You must have any global role to create a new organization.

  1. Click Admin > General > Organizations.

  2. Click Create a New Organization.

  3. In Organization Name, type a name for the new Ops Manager organization.

  4. Enter the LDAP groups that correspond to each organization role.

    Important

    You must use the fully qualified distinguished name for each group. If multiple LDAP or SAML groups correspond to the same role, separate them with two semicolons (;;). Remove a group from a role's field to revoke the group's access for that role.

  5. Click Add Organization.

  1. Click Admin > General > Organizations.

  2. Click the Edit Org button.

  3. Enter the LDAP groups that correspond to each organization role.

    Important

    You must use the fully qualified distinguished name for each group.
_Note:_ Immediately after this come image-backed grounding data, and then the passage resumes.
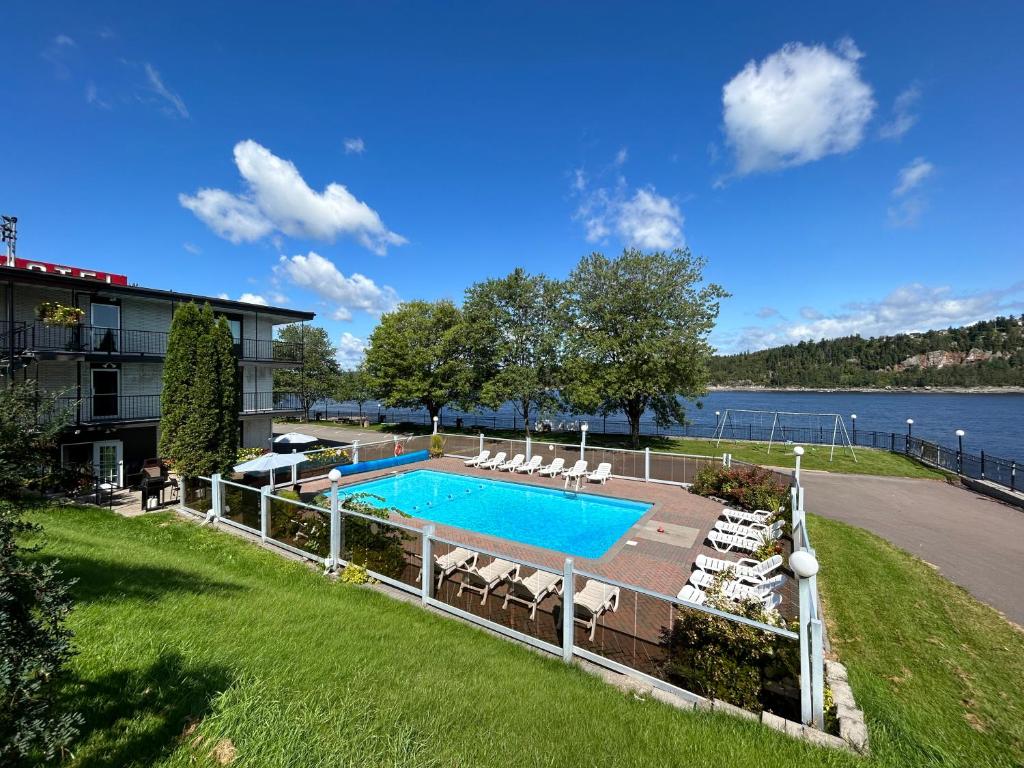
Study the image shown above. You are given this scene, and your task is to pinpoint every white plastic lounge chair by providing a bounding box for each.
[425,547,479,589]
[677,584,707,605]
[679,579,781,611]
[695,553,783,585]
[464,450,490,467]
[689,569,787,597]
[707,529,763,554]
[573,579,619,640]
[720,507,774,526]
[562,460,588,481]
[457,558,519,604]
[502,569,562,619]
[537,457,565,477]
[499,454,525,472]
[713,519,784,541]
[585,462,612,484]
[479,451,506,470]
[515,455,544,474]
If multiple LDAP or SAML groups correspond to the same role, separate them with two semicolons (;;). Remove a group from a role's field to revoke the group's access for that role.

  4. Click Save Changes.

8

Specify the LDAP authentication settings when adding a MongoDB deployment.

Ops Manager enables endpoint detection by default in the JDK. You must use trusted server certificates for your Ops Manager hosts.

If you can't use trusted certificates:

  1. Disable endpoint identification. Add the -Dcom.sun.jndi.ldap.object.disableEndpointIdentification=true to the JAVA_MMS_UI_OPTS property in the mms.conf.

  2. Restart all Ops Manager services after this change.

Warning

Disabling this functionality impacts Ops Manager security. You should configure a valid and trusted certificate instead.